When Jack Bogle grants an interview, I sit down and take notes in case he drops something significant. Here is a link to his WSJ interview dated 9/2/2016 (paywall, use Google redirection if needed).
- Bogle estimates 2% annualized returns over the next decade (he does not forecast past that).
- Stay invested in a diversified portfolio of stocks and bonds at very low cost.
- Don’t reach for yield. You just have to save more.
- Don’t go to cash.
- He’s fine with 5% of your portfolio in gold, if you like that.
- He’s still sees no need for international stocks.
- He’s not worried about too much money flowing into index funds.
- Bogle predicts that in five years, Fidelity will be sold.

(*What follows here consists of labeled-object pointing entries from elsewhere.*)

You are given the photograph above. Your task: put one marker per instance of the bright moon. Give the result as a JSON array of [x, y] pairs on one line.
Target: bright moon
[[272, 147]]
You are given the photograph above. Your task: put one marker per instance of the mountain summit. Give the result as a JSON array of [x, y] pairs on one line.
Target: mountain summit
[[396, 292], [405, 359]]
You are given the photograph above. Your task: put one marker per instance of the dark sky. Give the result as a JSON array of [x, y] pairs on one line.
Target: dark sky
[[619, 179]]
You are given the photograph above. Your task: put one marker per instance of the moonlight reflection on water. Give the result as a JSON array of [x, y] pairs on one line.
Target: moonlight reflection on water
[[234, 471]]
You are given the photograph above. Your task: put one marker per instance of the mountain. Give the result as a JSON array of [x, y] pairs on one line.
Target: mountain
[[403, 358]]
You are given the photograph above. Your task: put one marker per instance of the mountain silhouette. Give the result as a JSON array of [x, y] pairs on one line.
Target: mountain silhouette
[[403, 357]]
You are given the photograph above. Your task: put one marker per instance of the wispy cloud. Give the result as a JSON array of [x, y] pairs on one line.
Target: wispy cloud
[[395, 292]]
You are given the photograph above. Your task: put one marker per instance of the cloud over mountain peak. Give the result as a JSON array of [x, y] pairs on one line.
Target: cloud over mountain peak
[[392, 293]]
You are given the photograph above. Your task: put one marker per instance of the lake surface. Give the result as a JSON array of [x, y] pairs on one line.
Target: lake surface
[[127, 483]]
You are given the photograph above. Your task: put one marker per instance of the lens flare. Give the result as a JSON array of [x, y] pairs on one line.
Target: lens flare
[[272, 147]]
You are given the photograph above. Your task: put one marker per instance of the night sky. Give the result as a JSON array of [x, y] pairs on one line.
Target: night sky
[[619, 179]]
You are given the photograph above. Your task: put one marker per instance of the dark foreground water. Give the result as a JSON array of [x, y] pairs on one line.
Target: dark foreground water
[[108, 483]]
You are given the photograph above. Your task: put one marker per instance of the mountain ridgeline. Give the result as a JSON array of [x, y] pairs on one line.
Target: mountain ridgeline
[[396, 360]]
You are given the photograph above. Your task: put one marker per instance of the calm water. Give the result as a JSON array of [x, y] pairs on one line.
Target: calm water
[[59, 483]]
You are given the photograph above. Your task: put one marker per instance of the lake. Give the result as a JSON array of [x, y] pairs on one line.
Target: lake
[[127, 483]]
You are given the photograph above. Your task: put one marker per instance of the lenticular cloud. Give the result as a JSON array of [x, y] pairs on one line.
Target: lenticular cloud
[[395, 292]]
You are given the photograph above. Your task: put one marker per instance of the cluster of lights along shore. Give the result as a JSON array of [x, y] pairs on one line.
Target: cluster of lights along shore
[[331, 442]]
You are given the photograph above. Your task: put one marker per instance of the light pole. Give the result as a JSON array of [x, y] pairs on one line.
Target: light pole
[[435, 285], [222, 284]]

The interview is rather vague in a few areas. I am assuming that the 2% annual returns forecast applies to after-inflation returns of a 50% stock and 50% bond portfolio. This is based on Bogle’s October 2015 presentation which predicted 3% after-inflation returns for a 50/50 portfolio. Since then, stock markets are up and bond yields are down, so future expected returns are now even lower.
Another little nugget is a link to a previous WSJ interview from exactly 10 years ago – 9/2/2006. It provides some additional background to the initial creation of the first index fund for individual investors.

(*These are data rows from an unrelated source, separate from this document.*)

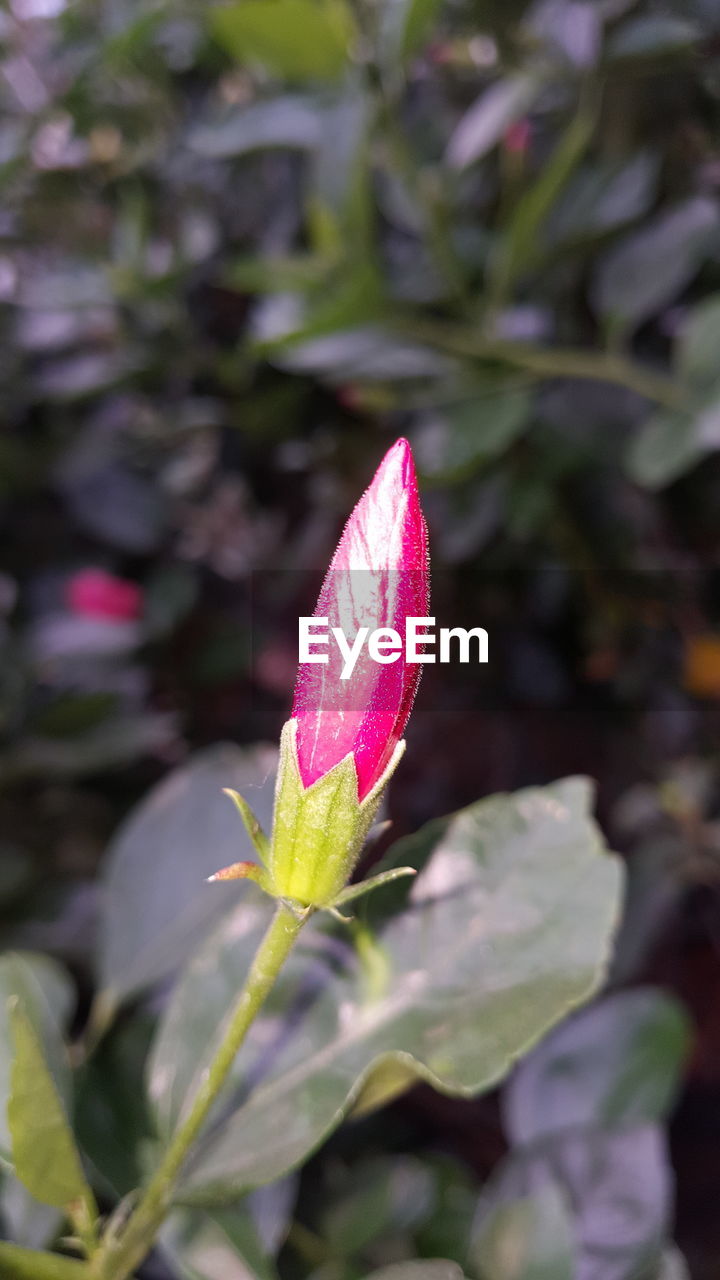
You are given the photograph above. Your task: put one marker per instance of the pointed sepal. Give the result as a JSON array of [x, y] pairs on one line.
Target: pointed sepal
[[319, 830], [355, 891], [258, 836], [242, 871]]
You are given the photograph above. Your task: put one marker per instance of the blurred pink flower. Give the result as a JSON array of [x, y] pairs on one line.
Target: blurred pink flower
[[92, 593]]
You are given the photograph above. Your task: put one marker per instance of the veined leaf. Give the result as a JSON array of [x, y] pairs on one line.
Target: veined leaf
[[506, 927]]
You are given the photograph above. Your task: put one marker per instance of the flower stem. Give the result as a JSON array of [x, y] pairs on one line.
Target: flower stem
[[121, 1255]]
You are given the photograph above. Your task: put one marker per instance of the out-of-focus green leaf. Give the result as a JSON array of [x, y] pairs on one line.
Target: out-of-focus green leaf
[[506, 927], [470, 434], [648, 268], [24, 1220], [620, 1178], [18, 1264], [297, 39], [652, 36], [484, 123], [290, 120], [112, 1121], [156, 904], [614, 1065], [527, 1239], [44, 1151], [373, 1198], [368, 353], [429, 1269], [232, 1244], [46, 996], [700, 343], [670, 443], [405, 26]]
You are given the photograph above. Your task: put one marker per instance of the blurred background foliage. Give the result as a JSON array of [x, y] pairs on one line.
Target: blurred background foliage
[[242, 248]]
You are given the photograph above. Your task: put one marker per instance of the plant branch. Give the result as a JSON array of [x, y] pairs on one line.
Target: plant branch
[[550, 361], [121, 1255]]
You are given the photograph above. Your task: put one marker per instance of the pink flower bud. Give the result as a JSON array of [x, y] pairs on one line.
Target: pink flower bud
[[378, 577], [95, 594]]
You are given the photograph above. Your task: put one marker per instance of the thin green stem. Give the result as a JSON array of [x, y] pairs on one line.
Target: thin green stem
[[119, 1256], [548, 361]]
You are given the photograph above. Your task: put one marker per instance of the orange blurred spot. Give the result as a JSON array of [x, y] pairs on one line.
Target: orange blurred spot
[[701, 673]]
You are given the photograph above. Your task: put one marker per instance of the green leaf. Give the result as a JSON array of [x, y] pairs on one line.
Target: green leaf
[[614, 1065], [406, 24], [504, 931], [671, 442], [472, 434], [673, 1266], [372, 1200], [26, 1221], [46, 996], [17, 1264], [156, 904], [700, 343], [486, 122], [604, 196], [296, 39], [528, 1239], [652, 36], [45, 1156], [220, 1246], [623, 1178], [112, 1121], [291, 122], [647, 269]]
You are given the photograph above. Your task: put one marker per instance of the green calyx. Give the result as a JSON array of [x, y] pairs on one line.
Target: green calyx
[[318, 832]]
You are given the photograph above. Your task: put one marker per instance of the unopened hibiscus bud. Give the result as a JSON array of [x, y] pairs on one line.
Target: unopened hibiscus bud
[[345, 736]]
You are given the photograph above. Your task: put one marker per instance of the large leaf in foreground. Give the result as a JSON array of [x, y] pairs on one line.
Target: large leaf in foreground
[[45, 993], [506, 928], [156, 906], [615, 1065], [45, 1155]]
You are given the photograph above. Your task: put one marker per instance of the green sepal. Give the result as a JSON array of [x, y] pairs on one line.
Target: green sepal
[[319, 831], [363, 887], [258, 836]]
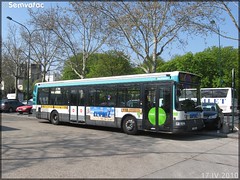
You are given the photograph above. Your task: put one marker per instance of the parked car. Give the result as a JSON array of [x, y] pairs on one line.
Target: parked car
[[212, 115], [9, 105], [25, 108]]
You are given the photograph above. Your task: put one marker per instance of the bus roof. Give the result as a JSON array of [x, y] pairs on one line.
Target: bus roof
[[216, 88], [116, 79]]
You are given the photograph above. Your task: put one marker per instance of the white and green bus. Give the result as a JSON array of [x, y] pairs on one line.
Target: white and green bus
[[149, 102]]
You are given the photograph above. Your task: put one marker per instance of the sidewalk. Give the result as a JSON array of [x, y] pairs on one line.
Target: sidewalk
[[218, 133]]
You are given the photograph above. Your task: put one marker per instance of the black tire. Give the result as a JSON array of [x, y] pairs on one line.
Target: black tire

I read this interview yesterday in the WSJ as well. As you said, when Bogle talks, people should listen! A little depressing about his forecasted returns over the next decade though. It’s tough to get a good return these days. More reason to run a good PF blog I suppose and encourage people to be net worthy!
I appreciate you taking the time to link to this. I hadn’t seen it, but it was well worth the read. Like many, Bogle is one of my heros.
how to bypass the paywall ?
Google the article title, and then click on the article link inside Google search results.
Hmm…this is interesting. Despite the volatility events we’ve had including the flash crash last year and the lows we made in February of this year, Lots of $$ are out of the market. Returns have been decent. 2% annualized returns is pretty dismal. ETFs in some EM have performed well. Gold? Fed has it doing a dance. Bond yields are depressing to look at while equities have soared. I’m sure monetary policies have contributed to some of these. The resulting effect? I see ketchup.
Thanks for sharing the article. I felt his op-ed in the NYT in 2009 was so on point.